Por Viviane Brochardt

Viva a democracia! Na última quinta-feira, dia 25 de abril, o povo de Portugal saiu às ruas para celebrar os 50 anos da Revolução dos Cravos, um marco que, em 1974, colocou fim a um período de regimes autoritários (a Ditadura Militar e o Estado Novo, este último também conhecido como salazarismo), que por 48 anos (1926-1974) perdurou naquele país europeu. 

Durante o período totalitário que precedeu a Revolução dos Cravos, Portugal vivia sob a censura, tendo que passar livros, jornais, discos e filmes por “exame prévio” para, então, serem liberados. Mulheres precisavam da autorização de maridos ou pais para viajar e não podiam usar biquíni, por exemplo. Partidos políticos eram proibidos. As crianças eram doutrinadas nas escolas em valores do Estado Novo. Homens jovens eram obrigados pelo regime ditatorial a lutar em guerras em Angola, Moçambique e Guiné, a chamada Guerra Colonial. O país enfrentava forte crise econômica que, associada às guerras, fez muitos de seus cidadãos emigrarem. 

Com o lema “Democratizar, Descolonizar e Desenvolver”, a Revolução dos Cravos pôs fim à ditadura e também criou as condições que levaram países que ainda viviam na condição de colônias portuguesas, como Angola, Moçambique, Cabo Verde, Guiné Bissau e São Tomé e Príncipe, a conquistarem independência. 

Neste ano, além de celebrar cinco décadas de democracia, centenas de milhares de pessoas foram às ruas também para marcar posicionamento político frente ao momento de crescimento do extremismo de direita em Portugal. Nas eleições legislativas que aconteceram em março deste ano, o Chega, partido de extrema direita, aumentou de 12 para 50 a sua bancada de deputados na Assembleia da República, formada por 230 membros. O avanço da direita em Portugal, fenômeno que se percebe também em outros países, é visto como ameaça à bandeira da liberdade e aos “princípios de abril”.

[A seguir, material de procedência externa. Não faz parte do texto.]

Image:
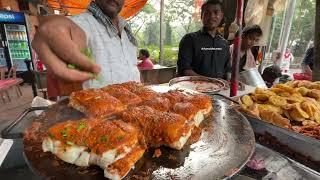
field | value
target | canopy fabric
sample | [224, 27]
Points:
[131, 7]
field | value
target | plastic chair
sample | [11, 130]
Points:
[41, 82]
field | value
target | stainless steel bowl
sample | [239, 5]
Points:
[195, 81]
[252, 77]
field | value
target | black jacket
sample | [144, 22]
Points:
[206, 55]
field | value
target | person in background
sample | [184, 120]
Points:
[285, 64]
[61, 41]
[205, 52]
[271, 74]
[250, 36]
[307, 63]
[146, 63]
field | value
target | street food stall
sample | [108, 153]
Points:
[189, 128]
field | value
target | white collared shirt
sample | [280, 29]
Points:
[116, 56]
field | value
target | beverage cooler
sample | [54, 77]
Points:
[15, 45]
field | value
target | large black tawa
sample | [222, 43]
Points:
[225, 145]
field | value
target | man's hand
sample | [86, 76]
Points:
[58, 43]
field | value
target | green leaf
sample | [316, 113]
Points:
[65, 132]
[81, 126]
[69, 143]
[71, 66]
[50, 135]
[119, 138]
[103, 139]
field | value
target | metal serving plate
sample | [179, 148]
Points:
[192, 82]
[299, 147]
[225, 146]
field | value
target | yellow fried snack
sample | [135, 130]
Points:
[285, 87]
[297, 113]
[304, 83]
[291, 84]
[260, 97]
[264, 91]
[269, 107]
[294, 98]
[278, 90]
[252, 110]
[309, 108]
[316, 117]
[309, 123]
[277, 101]
[274, 118]
[315, 85]
[303, 91]
[296, 116]
[246, 100]
[314, 93]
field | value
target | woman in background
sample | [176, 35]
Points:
[146, 63]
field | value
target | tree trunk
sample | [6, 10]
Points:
[316, 66]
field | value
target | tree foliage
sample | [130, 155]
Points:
[302, 29]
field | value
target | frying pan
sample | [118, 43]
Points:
[224, 147]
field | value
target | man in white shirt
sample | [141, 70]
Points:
[60, 40]
[250, 36]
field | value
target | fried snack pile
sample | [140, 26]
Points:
[124, 120]
[294, 105]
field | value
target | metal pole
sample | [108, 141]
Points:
[287, 29]
[316, 65]
[161, 56]
[236, 51]
[282, 24]
[274, 22]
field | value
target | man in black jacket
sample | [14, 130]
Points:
[205, 52]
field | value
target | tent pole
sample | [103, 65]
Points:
[161, 56]
[287, 29]
[316, 66]
[236, 52]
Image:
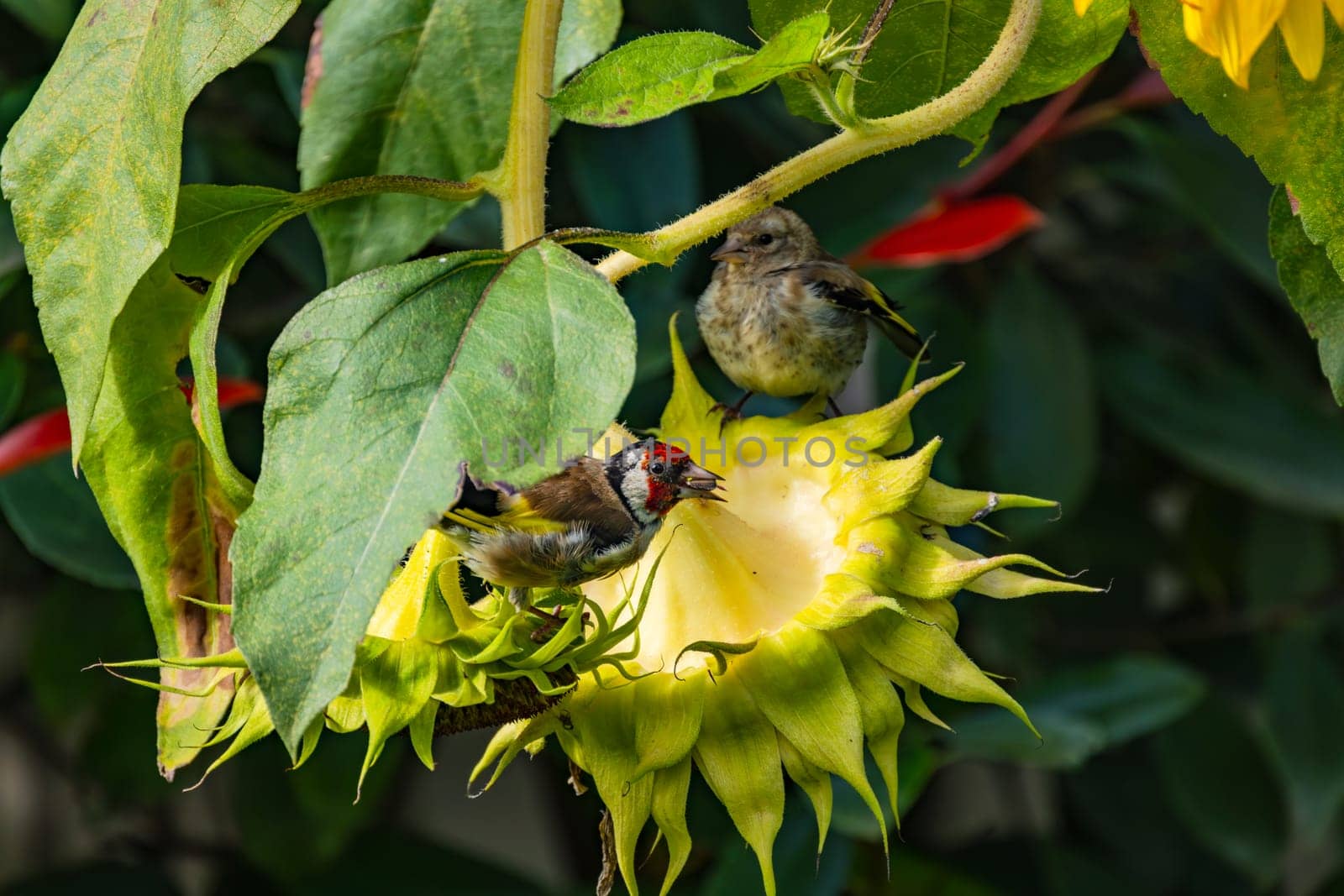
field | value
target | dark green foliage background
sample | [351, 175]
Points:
[1135, 358]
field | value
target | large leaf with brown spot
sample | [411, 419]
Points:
[380, 390]
[92, 167]
[150, 473]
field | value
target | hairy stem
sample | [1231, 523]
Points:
[846, 148]
[522, 186]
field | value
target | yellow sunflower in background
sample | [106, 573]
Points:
[780, 626]
[1234, 29]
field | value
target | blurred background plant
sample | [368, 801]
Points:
[1102, 268]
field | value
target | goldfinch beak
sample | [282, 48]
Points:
[732, 251]
[698, 483]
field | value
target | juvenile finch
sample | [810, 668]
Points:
[591, 519]
[785, 317]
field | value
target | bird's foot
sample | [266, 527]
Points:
[551, 624]
[730, 411]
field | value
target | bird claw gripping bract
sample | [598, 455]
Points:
[781, 626]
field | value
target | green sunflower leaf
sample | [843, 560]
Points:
[1290, 127]
[1312, 284]
[648, 78]
[456, 356]
[92, 168]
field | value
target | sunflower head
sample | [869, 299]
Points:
[784, 626]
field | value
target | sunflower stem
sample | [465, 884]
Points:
[867, 139]
[844, 90]
[521, 181]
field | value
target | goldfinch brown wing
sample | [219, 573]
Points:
[581, 493]
[839, 284]
[578, 493]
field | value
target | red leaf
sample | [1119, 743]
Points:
[49, 434]
[34, 439]
[952, 231]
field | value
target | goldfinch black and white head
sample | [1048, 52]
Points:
[652, 477]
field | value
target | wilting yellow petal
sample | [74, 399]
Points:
[1303, 24]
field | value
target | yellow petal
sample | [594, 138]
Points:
[1198, 16]
[1303, 24]
[1241, 27]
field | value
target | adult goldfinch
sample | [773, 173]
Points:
[591, 519]
[785, 317]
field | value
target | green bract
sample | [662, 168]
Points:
[430, 663]
[659, 74]
[781, 625]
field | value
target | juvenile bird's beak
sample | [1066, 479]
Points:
[698, 483]
[732, 251]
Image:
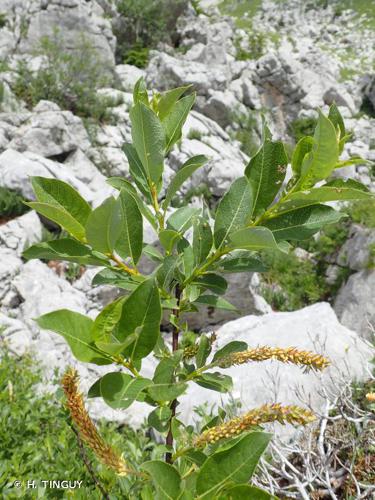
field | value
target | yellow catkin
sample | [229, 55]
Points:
[87, 430]
[285, 355]
[265, 414]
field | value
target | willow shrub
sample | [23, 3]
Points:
[198, 249]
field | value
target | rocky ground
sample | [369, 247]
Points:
[283, 63]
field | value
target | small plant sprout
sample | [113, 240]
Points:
[197, 249]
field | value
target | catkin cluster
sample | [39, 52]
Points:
[285, 355]
[86, 427]
[265, 414]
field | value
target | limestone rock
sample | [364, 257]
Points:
[354, 304]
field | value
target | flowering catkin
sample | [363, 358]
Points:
[86, 427]
[285, 355]
[265, 414]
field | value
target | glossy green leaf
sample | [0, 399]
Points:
[234, 346]
[168, 100]
[234, 465]
[159, 418]
[240, 262]
[321, 160]
[105, 325]
[61, 195]
[120, 390]
[168, 238]
[204, 349]
[149, 140]
[186, 171]
[302, 223]
[266, 172]
[64, 249]
[254, 238]
[141, 314]
[182, 219]
[140, 92]
[121, 183]
[233, 212]
[129, 241]
[175, 120]
[102, 227]
[338, 189]
[137, 170]
[217, 302]
[61, 217]
[202, 240]
[166, 479]
[215, 381]
[213, 282]
[303, 147]
[77, 331]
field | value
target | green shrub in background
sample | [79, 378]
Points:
[142, 25]
[257, 213]
[11, 203]
[70, 79]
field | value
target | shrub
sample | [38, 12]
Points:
[255, 214]
[142, 25]
[66, 78]
[37, 438]
[11, 203]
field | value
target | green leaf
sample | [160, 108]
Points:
[102, 226]
[140, 92]
[121, 183]
[321, 160]
[104, 326]
[61, 217]
[202, 240]
[175, 120]
[61, 195]
[335, 117]
[182, 219]
[338, 189]
[165, 388]
[149, 140]
[304, 146]
[217, 302]
[64, 249]
[76, 329]
[233, 212]
[246, 492]
[141, 314]
[266, 172]
[241, 262]
[187, 169]
[302, 223]
[204, 350]
[120, 390]
[159, 418]
[115, 278]
[254, 238]
[215, 381]
[234, 346]
[129, 241]
[168, 100]
[234, 465]
[166, 479]
[213, 282]
[137, 170]
[168, 238]
[167, 271]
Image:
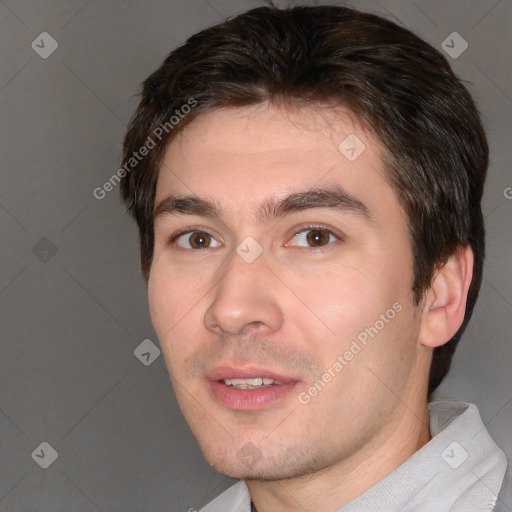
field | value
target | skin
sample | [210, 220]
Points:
[296, 308]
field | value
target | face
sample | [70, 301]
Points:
[282, 260]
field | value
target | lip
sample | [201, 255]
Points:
[235, 371]
[248, 399]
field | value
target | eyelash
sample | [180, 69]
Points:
[308, 227]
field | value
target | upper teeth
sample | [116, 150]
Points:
[244, 383]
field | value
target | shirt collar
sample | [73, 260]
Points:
[461, 468]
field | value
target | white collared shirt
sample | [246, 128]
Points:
[460, 469]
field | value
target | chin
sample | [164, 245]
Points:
[248, 464]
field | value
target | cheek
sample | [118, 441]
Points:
[172, 305]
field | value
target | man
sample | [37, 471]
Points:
[307, 187]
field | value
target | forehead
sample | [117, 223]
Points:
[241, 156]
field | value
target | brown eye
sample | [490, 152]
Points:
[314, 237]
[199, 240]
[317, 237]
[194, 240]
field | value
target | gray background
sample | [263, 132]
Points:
[72, 319]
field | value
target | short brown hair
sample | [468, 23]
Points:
[436, 152]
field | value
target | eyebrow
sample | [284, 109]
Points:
[333, 197]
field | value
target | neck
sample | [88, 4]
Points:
[333, 487]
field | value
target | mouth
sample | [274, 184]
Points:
[248, 388]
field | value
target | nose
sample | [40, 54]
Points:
[245, 300]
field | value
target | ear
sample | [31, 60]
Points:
[445, 300]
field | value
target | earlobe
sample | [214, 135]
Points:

Em pronunciamento feito na véspera das comemorações da Revolução dos Cravos, o atual presidente Marcelo Rebelo de Sousa, no que poderia ser um alinhamento com o princípio “descolonizar”, afirmou que Portugal deve assumir os crimes cometidos nas antigas colônias, o que gerou polêmica no país e forte reação de partidos de direita, que levantam a bandeira contra a imigração. André Ventura, representante do Chega, questionou o presidente: “Pagar o quê? Pagar para quem?” e seguiu criticando Rebelo de Sousa ao dizer que o presidente “foi eleito pelos portugueses” e “não pelos guineenses, brasileiros e timorenses”. 

Do outro lado do Atlântico, o governo brasileiro se adiantou e a ministra da Igualdade Racial, Anielle Franco, disse que já fez contato com o governo português para tratar de ações de reparação relativas à escravização de pessoas levadas à força da África, ao massacre de indígenas e aos bens saqueados. Para a ministra brasileira, o pronunciamento do presidente português aconteceu depois de cobrança pública feita por movimentos de mulheres negras brasileiras durante o 3º Fórum Permanente para Pessoas Afrodescendentes das Nações Unidas, que aconteceu na Suíça uma semana antes das comemorações da Revolução dos Cravos. 

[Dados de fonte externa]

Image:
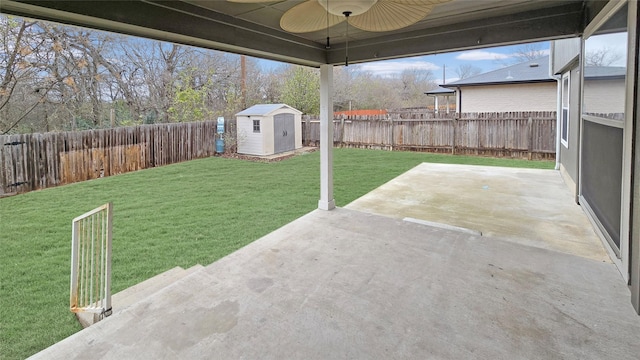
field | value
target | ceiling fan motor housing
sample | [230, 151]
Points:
[354, 7]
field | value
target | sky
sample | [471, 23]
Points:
[485, 59]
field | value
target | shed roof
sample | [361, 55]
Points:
[265, 109]
[531, 71]
[602, 72]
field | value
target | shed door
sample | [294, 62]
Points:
[284, 133]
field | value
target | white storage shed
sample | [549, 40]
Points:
[267, 129]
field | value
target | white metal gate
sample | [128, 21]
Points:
[91, 262]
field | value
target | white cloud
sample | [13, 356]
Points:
[481, 55]
[389, 68]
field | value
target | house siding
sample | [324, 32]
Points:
[604, 96]
[569, 155]
[509, 97]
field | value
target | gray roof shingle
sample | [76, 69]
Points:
[536, 70]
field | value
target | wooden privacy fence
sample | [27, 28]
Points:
[513, 134]
[37, 161]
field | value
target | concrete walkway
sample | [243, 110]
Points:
[350, 284]
[528, 206]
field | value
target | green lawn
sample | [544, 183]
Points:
[177, 215]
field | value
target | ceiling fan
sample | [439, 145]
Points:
[367, 15]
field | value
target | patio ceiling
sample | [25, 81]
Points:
[253, 29]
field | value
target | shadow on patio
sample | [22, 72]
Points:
[348, 283]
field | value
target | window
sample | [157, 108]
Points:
[564, 121]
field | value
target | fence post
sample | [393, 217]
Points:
[307, 131]
[342, 131]
[454, 123]
[392, 133]
[530, 145]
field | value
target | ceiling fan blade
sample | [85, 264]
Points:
[251, 1]
[388, 15]
[307, 17]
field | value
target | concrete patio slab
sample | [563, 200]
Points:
[528, 206]
[348, 284]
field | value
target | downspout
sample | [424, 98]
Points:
[558, 120]
[558, 103]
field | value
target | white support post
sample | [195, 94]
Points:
[326, 202]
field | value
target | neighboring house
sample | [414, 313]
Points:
[523, 87]
[448, 95]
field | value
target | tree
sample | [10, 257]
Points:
[189, 103]
[467, 70]
[301, 89]
[413, 84]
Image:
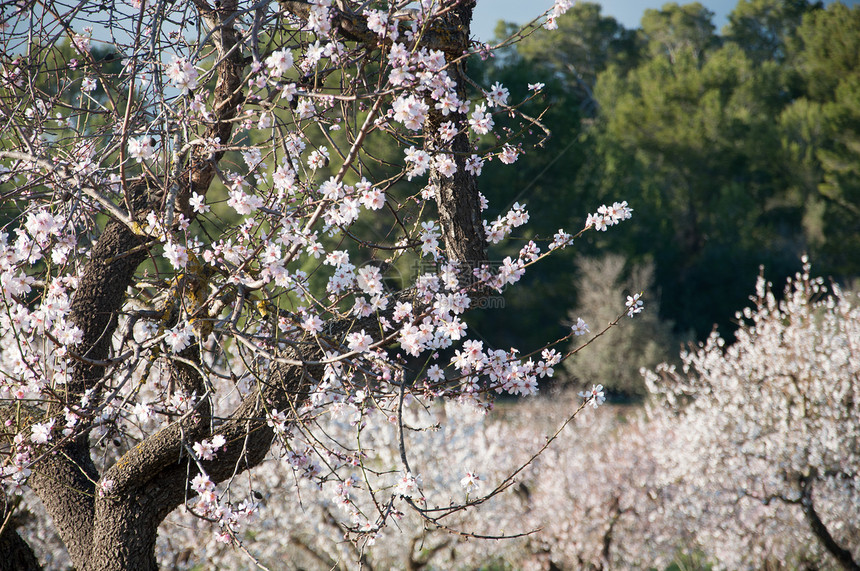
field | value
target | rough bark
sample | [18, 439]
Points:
[15, 554]
[843, 556]
[118, 530]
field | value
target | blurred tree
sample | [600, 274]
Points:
[827, 129]
[646, 341]
[761, 27]
[675, 29]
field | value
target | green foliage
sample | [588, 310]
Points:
[735, 151]
[762, 27]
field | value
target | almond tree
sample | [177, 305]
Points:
[188, 271]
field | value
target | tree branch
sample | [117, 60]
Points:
[843, 556]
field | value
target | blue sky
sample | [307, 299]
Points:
[627, 12]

As mulheres propuseram ao governo português medidas como a criação de museus e centros de memórias, a inclusão no currículo escolar português sobre a temática da colonização e acordos de colaboração com o Brasil e outros países que foram colônias de  Portugal para promover a reparação com investimentos financeiros, da salvaguarda de memórias e de revisão dos pactos de nacionalidade e trânsito entre os países.

Enquanto as ações reparadoras ainda estão no campo das intenções, vale seguir celebrando a liberdade conquistada, que permite cobranças públicas, e os direitos adquiridos, que em uma democracia precisam ser para todas e todos. Que os frutos do 25 de Abril possam ser colhidos pelos portugueses e pelos diversos povos que em solo lusitano decidiram viver, trabalhar e seguir construindo este país.